Keywords

1 Introduction

Well-being, or quality of life, is a multifarious term that is often used loosely—without operationalization or theoretical or conceptual backing—within human-computer interaction (HCI) research. The term, however, has a rich and complex history in psychology, where it has been conceptualized, operationalized, and validated within several complementary frameworks. Taking inspiration from this domain, some scholars in HCI and the broader domain of human factors/ergonomics (HF/E) have adopted theory, conceptual frameworks, and measures from psychology to explore how design can and does impact well-being factors. As yet, the greater part of this work has focused on the hedonic, or pleasure-oriented [1], perspective. However, another perspective within the philosophical tradition of well-being as well as more recently established in psychological research needs to be considered: the eudaimonic, or personal growth and realization, perspective [2]. In the first half of this paper, I discuss the nature of this new measure, its history and conceptualization within psychology, and its relevance to HF/E and HCI. In the second half, I present and discuss the results of the use of a validated psychological instrument for evaluating hedonic and eudaimonic motives in an HCI context; these findings are an extension of those reported in [3]. The main contributions are: (a) a theoretically- and empirically-backed rationale on the importance of including a eudaimonic perspective in studies of well-being in HF/E and HCI, and (b) a demonstration of how a psychological tool that assesses hedonia and eudaimonia can be successfully adapted for use by human factors researchers in HCI contexts.

2 Well-Being in Psychology

In psychology, hedonic and eudaimonic perspectives on well-being have been associated with several theories and measured using different instruments. I discuss the most well-known and often used here; see Huta and Waterman [4] for an in-depth review. Waterman [2] developed a scale of personal expressiveness to distinguish eudaimonia from hedonia, and was successful in this regard. Ryan et al. [5] made parallels between self-determination theory (SDT) and eudaimonia, concluding that living a eudaimonic life involves pursuing intrinsic goals, positive relationships, and competency, while being autonomous and mindful. Ryff and Singer [6] drew from the philosophical roots of eudaimonia to argue for conceptualizing Ryff’s psychological well-being scale as a eudaimonic measure. Most recently, Huta and colleagues developed an activity-based, individual-level instrument for measuring hedonic and eudaimonic motives [7]; it is this instrument that I have adopted in my research, as discussed further in this paper.

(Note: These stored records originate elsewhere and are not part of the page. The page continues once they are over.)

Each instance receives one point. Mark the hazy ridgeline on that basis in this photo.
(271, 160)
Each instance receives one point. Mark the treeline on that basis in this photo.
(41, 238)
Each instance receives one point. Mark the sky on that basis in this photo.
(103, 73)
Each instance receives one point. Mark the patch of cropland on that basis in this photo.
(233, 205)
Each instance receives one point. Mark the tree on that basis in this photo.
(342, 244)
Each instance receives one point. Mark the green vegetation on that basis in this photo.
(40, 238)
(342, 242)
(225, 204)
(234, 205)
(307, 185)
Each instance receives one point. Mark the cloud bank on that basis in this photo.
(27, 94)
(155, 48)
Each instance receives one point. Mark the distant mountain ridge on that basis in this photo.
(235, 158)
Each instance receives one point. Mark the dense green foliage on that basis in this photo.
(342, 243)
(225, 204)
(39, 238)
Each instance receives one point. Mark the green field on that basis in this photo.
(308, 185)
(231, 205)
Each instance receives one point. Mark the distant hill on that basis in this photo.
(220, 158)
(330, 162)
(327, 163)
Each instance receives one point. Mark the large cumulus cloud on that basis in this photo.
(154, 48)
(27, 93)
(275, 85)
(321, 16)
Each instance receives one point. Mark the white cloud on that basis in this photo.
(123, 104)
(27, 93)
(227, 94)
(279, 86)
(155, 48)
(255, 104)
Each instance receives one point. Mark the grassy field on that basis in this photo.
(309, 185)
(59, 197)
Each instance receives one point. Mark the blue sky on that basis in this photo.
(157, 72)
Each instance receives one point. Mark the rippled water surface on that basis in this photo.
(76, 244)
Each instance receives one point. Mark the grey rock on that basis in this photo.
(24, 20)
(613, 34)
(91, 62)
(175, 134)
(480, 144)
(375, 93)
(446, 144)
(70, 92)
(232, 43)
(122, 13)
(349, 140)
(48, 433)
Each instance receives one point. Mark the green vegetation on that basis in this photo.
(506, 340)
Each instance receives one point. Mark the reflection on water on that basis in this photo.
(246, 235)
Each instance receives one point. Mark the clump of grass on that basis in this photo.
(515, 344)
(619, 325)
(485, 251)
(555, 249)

In response to this diversity of approaches and measures, Huta and Waterman [4] created a framework for understanding the differences and incongruities among these and other applications of hedonic and eudaimonic well-being. In particular, they noted that well-being has been approached as orientational (including values and motives), behavioural (shown through activities), experiential (affective and cognitive states), and functional (based on evaluations and mental health status), leading to different outcomes that are hard to compare or conceptualize across studies. Additionally, different approaches have evaluated either state (in the moment or with a given activity) or trait (typical, underlying patterns) levels, which can make comparisons difficult. They conclude that consciously choosing and stating one’s choice of approach using this framework will increase conceptual congruity, illuminate relationships between different measures, and more easily allow for cross-study comparisons. As researchers in HCI, it would behoove us to follow suit when adopting psychological measures of hedonic and eudaimonic well-being in our own research.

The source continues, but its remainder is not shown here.